Flagg had ervoor gezorgd dat er voor de laatste etappe van
zijn tocht een straaljager klaarstond omdat het niet voor de hand
lag dat er een vliegtuig van de Amerikaanse luchtmacht op Cyprus
zou landen, dat al heel lang een steunpunt van de Britten
was.
Er reed een auto de baan op die achter het toestel aan racete
tot de straaljager tot stilstand kwam. Er stapten drie mannen uit,
gekleed in een wijde zwarte broek met coltrui en een zwarte baret
op het hoofd die Austin begroetten nadat hij uit het toestel was
geklauterd.
'Goedenavond meneer Austin,' zei de leider van de drie, een
getaande Griekse Amerikaan, die zich als George voorstelde. Hij zei
dat hij vanuit Athene hier naartoe was gebracht om zich bij de
agenten uit Cairo en Istanbul aan te sluiten. Een vierde man, die
voor de Amerikaanse ambassade in Nicosia werkte en het eiland goed
kende, was vooruitgegaan om de situatie ter plekke te
verkennen.
'Bent u gewapend' vroeg George.
Austin klopte op een bobbel in de voorpand van zijn jas.
Terwijl Austin naar Maryland vloog, had Flagg iemand van Langley
gevraagd uit Austins botenhuis een schoon stel kleren en de
Bowen-revolver op te halen en die naar Andrews te brengen.
George glimlachte. 'Dat had ik een ex-medewerker van de
organisatie natuurlijk niet hoeven vragen. Maar dit zou wel eens
van pas kunnen komen.' Hij overhandigde Austin een nachtbril en een
baret.
Daarop werd Austin in de Land Rover gepropt. Een auto van de
Britse luchtmacht begeleidde hen naar de uitgang, waar een bewaker
gebaarde dat ze door konden rijden. Een tijd lang raasden ze met
een snelheid van rond de honderdvijftig kilometer over een donkere
snelweg tot de chauffeur afremde en een zijweg insloeg die de
bergen inliep.
George gaf Austin een satellietfoto en een zaklamp. Op de foto
stond een volmaakt vierkant gebouw op een afgelegen plek hoog op
een berg waar slechts één weg naartoe liep.

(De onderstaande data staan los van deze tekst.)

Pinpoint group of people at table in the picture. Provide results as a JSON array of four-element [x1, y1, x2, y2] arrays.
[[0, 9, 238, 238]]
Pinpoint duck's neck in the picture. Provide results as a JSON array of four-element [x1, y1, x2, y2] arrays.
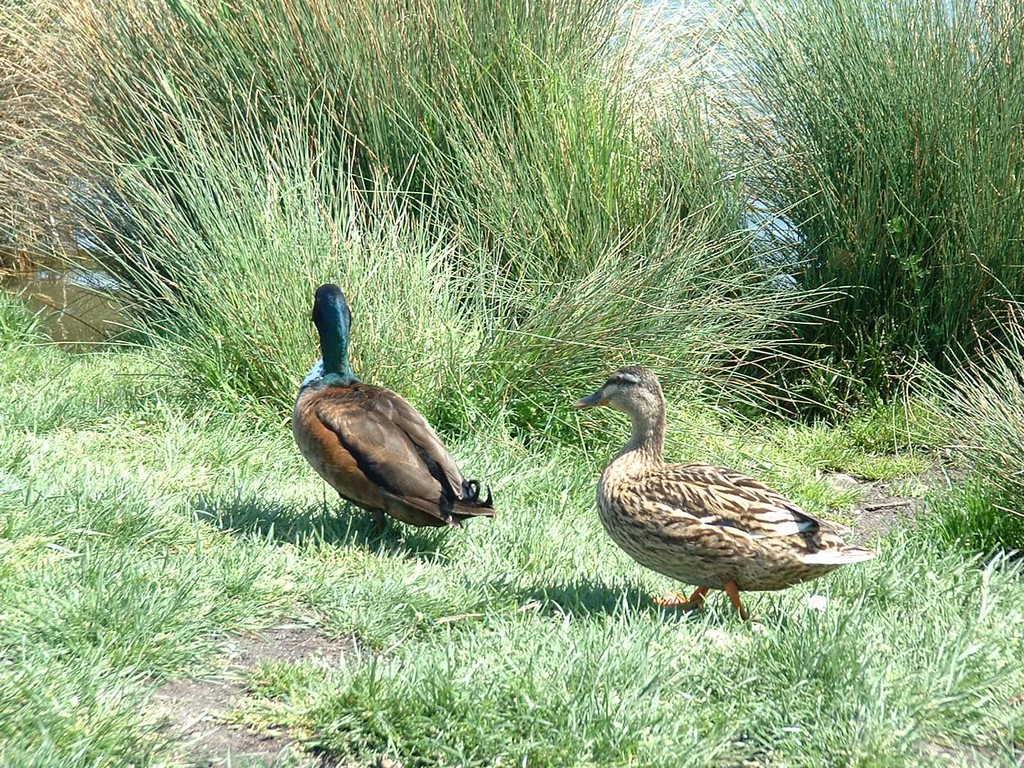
[[305, 318, 358, 385], [618, 402, 665, 463]]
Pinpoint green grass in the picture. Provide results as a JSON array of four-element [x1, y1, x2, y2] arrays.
[[924, 307, 1024, 551], [0, 303, 1024, 766], [731, 0, 1024, 399]]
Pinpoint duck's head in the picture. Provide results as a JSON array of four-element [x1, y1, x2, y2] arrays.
[[574, 366, 665, 416], [313, 283, 356, 384]]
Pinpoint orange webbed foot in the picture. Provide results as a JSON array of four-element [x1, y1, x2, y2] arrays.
[[654, 587, 708, 610], [725, 582, 751, 622]]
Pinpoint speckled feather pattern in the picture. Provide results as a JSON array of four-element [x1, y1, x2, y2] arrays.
[[292, 382, 494, 526], [578, 367, 873, 602], [597, 455, 866, 591]]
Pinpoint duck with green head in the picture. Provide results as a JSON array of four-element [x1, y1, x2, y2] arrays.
[[292, 284, 495, 529]]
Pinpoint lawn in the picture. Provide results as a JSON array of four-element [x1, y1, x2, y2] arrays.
[[0, 306, 1024, 767]]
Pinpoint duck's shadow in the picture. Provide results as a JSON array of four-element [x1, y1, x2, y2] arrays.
[[194, 494, 447, 560]]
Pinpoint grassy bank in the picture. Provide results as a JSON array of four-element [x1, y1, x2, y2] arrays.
[[732, 0, 1024, 398], [0, 296, 1024, 766]]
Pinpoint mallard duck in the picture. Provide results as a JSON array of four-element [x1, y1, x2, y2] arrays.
[[575, 366, 874, 620], [292, 284, 495, 530]]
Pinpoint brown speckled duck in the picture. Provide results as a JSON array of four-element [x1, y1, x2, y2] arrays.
[[575, 366, 874, 618], [292, 284, 495, 530]]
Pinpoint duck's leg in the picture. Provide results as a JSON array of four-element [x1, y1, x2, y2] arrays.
[[725, 582, 751, 622], [654, 587, 708, 610]]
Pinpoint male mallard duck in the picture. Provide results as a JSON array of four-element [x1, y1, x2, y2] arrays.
[[292, 284, 495, 529], [575, 366, 874, 618]]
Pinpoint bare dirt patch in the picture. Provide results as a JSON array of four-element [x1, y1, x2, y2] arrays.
[[827, 472, 947, 544], [150, 623, 355, 766]]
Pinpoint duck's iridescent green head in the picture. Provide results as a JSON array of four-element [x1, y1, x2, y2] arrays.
[[307, 283, 357, 384]]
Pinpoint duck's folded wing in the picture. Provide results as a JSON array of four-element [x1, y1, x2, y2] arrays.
[[315, 396, 455, 517], [647, 464, 822, 540], [366, 387, 464, 497]]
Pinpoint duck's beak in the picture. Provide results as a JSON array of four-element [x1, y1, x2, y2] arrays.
[[572, 389, 605, 408]]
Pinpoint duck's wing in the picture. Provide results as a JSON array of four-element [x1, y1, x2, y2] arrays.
[[305, 384, 493, 522], [645, 464, 873, 563]]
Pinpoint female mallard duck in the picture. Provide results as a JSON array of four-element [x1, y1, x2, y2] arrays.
[[292, 284, 495, 529], [575, 366, 874, 618]]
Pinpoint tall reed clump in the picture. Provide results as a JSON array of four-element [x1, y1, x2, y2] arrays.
[[36, 0, 823, 433], [56, 0, 736, 270], [88, 102, 806, 436], [0, 0, 72, 268], [735, 0, 1024, 405], [925, 313, 1024, 550]]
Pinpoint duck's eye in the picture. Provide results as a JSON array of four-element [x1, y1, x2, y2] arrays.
[[608, 374, 640, 387]]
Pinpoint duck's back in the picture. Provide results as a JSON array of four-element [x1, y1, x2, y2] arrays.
[[292, 382, 493, 525], [598, 456, 872, 591]]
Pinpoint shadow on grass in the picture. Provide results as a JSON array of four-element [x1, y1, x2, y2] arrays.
[[513, 580, 704, 617], [195, 495, 447, 560]]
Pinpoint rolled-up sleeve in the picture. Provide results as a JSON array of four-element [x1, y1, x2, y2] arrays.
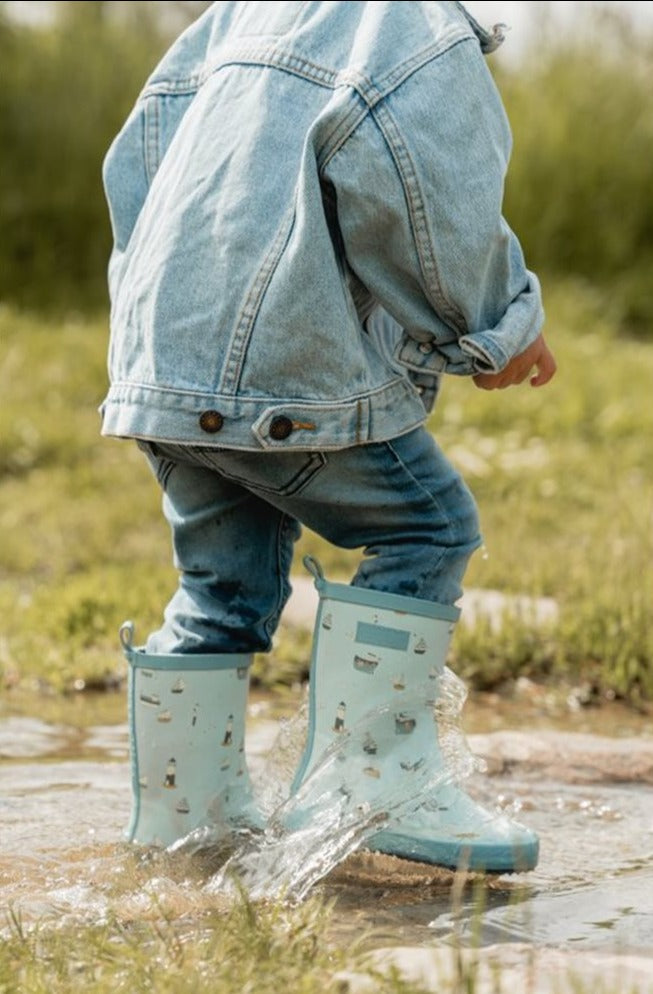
[[326, 38, 544, 375]]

De telefoon van George rinkelde. Hij luisterde een moment,
waarna hij de verbinding verbrak. Hij wendde zich tot Austin. 'Er
zijn zojuist een auto en een ambulance bij het kasteel
aangekomen.'
'Hoe lang duurt het nog voordat we daar zijn?' vroeg
Austin.
'Een klein uurtje. Op deze bergwegen schiet het niet erg
op.'
'Dit is een kwestie van leven of dood' zei Austin.
George knikte en spoorde de chauffeur aan sneller te gaan. De
auto schoot vooruit en stoof met een heen en weer zwiepende
achterkant wild slingerend door de haarspeldbochten.
Toen ze hun bestemming naderden, werd George nogmaals door de
man die vooruit was gegaan gebeld. Hij had hun auto een naburige
helling zien afdalen en vroeg of de chauffeur een signaal met de
koplampen kon geven zodat hij zeker wist dat zij het waren. De
chauffeur knipperde een paar keer met de dimlichten. Een paar
seconden later zagen ze dat iemand aan de kant van de weg het
signaal met een zaklamp beantwoordde.
De Land Rover stopte en George draaide het raampje open.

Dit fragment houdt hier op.